Cogniciti Inc. (cogniciti.com) was founded in 2010 by Baycrest and MaRS to help reshape the world of brain health. Cogniciti brings science-based brain health solutions to people, businesses and governments around the world. The solutions are badly needed to help millions of adults with significant memory concerns get earlier assessment, diagnosis and treatment; to help the tens of millions of adults with normal memory loss find peace-of-mind and effective coping tools; to help family caregivers better support loved ones with dementia; and to help keep cognitive healthcare affordable through science and technology innovations.

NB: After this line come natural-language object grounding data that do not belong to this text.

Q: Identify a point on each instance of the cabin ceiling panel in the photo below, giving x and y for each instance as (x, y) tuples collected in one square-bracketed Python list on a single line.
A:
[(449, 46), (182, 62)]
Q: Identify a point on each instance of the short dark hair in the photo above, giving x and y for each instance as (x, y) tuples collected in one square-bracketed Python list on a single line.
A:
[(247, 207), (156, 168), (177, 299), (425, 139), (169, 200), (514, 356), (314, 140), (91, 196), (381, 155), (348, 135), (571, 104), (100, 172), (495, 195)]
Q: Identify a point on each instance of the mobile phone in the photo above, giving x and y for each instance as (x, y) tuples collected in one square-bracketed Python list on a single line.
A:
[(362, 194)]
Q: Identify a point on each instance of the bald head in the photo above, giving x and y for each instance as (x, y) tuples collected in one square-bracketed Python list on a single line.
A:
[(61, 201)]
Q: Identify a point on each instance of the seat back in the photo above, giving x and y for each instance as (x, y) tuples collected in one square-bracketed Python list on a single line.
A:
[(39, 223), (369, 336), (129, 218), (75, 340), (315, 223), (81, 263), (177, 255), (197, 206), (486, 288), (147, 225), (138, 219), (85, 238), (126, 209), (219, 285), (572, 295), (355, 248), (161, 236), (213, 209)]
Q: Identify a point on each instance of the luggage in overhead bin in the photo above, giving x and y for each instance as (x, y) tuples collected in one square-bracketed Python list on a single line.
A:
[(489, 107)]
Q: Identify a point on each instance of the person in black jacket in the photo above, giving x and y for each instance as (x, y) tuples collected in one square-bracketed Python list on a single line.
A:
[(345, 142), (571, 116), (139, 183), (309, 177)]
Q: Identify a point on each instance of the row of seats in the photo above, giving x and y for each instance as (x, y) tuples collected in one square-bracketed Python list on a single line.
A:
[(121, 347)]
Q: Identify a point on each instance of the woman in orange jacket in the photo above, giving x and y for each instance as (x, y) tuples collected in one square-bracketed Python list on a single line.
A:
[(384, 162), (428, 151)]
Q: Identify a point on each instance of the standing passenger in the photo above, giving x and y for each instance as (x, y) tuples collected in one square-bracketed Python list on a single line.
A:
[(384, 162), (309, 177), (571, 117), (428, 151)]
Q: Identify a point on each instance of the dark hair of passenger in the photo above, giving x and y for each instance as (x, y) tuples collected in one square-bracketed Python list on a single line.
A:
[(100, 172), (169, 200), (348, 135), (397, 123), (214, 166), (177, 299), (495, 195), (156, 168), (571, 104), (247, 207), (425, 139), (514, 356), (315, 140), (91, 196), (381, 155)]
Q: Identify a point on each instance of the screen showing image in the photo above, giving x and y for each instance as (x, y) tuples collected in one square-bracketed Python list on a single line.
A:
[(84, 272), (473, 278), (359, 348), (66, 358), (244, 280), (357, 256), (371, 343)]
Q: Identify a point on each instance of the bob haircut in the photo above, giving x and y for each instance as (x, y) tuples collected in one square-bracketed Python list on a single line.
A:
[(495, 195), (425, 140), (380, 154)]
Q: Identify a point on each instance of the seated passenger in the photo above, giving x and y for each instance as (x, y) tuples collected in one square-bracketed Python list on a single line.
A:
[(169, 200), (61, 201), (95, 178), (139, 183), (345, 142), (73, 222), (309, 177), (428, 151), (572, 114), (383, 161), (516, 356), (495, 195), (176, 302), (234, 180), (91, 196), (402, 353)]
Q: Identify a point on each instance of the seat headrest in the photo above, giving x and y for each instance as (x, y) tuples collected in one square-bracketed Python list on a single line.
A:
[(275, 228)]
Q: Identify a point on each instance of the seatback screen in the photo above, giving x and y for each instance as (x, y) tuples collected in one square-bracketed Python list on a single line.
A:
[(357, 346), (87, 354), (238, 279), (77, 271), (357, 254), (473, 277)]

About Baycrest Health Sciences
Fully affiliated with the University of Toronto, Baycrest (baycrest.org) is a global leader in innovations in aging and brain health. Baycrest’s Rotman Research Institute (RRI) is ranked among the best in the world for cognitive neuroscience focused on memory and aging. Through major international collaborations, scientists at Baycrest’s RRI are driving research agendas around the world in the interest of learning more about the human brain and how it changes, adapts and recovers over time.
MaRS Discovery District (@MaRSDD) is a mission-driven innovation centre located in Toronto. MaRS works with partners to catalyze, accelerate and amplify innovation. MaRS supports entrepreneurs building Canada’s next generation of growth companies. MaRS’ ventures have created over 4,000 jobs and, in the last three years alone, they have raised over $750 million in capital and earned over $375 million in revenue.